As for demand growth, it is anticipated to slow down for both passenger traffic (+6.0% in 2019, +6.5% in 2018) and cargo (+3.7% in 2019, +4.1% in 2018), said IATA.

Meanwhile, industry drivers for 2019 include GDP, which is forecast to expand by 3.1% (marginally below the 3.2% expansion in 2018). Significant downside risks to the “slower but still robust” growth include trade wars and political uncertainties such as with BREXIT.

Fuel costs, another industry driver, are seen to fall next year, but at a slower pace. However, the full impact of this decline will be delayed due to heavy levels of hedging in some regions. Fuel is expected to account for 24.2% of the average airline’s operating costs (an increase from 23.5% forecast for 2018).

Total employment by airlines is expected to reach 2.9 million in 2019, up 2.2% on 2018. Wages are also rising, reflecting the tightness of labor markets, and it is expected that unit labor costs will increase by 2.1% in 2019 after a long period of stability.

Passenger traffic is expected to grow 6% in 2019, which will outpace the forecast capacity increase of 5.8%, and remains above the 20-year trend growth rate.

This in turn will increase load factors and support a 1.4% increase in yields (partially clawing back the 0.9% fall experienced in 2018).

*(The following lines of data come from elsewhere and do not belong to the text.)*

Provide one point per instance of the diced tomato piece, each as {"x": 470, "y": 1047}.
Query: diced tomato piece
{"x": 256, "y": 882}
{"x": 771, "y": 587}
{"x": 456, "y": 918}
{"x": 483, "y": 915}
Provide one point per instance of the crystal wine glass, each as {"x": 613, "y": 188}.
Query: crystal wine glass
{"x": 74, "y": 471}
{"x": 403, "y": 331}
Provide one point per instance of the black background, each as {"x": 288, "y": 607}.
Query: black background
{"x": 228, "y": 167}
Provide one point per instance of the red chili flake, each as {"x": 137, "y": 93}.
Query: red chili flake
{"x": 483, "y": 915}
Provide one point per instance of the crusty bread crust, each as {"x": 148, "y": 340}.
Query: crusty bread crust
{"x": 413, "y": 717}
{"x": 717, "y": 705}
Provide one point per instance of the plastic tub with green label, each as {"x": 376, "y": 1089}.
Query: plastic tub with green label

Passenger revenues, excluding ancillaries, are expected to reach $606 billion (up from $564 billion in 2018).

The 3.7% annual increase in cargo tonnage to 65.9 million tonnes is the slowest pace since 2016, reflecting the weak world trade environment impacted by increasing protectionism. Cargo yields are expected to grow by 2.0%. This is well below the exceptional 10% yield growth in 2018. It does, however, continue the recent strengthening of the cargo business, since cost increases are lower. Overall cargo revenues are expected to reach $116.1 billion (up from $109.8 billion in 2018).

Meanwhile, on the regional outlook, all regions, except Africa, are expected to report profits in 2018 and 2019. Carriers in North America continue to lead on financial performance, accounting for nearly half of the industry’s total profits. Financial performance is expected to improve compared to 2018 in all regions except for Europe, where improvement has been delayed by the high degree of fuel hedging.

For Asia-Pacific carriers, airlines are expected to report a $10.4 billion net profit in 2019 (up from $9.6 billion in 2018). The expected net profit per passenger is expected to be $6.15 (3.8% net margin). This is a region of diverse markets, some of which are seeing strong growth from new LCC entrants while others are very dependent on outbound cargo from key manufacturing centers.

Cargo revenue growth in the region has slowed from the strong performance of 2017 but remains positive for airlines in the region. Lower fuel costs, low levels of fuel hedging and strong regional economic growth are supporting the region’s profitability in 2019, IATA said.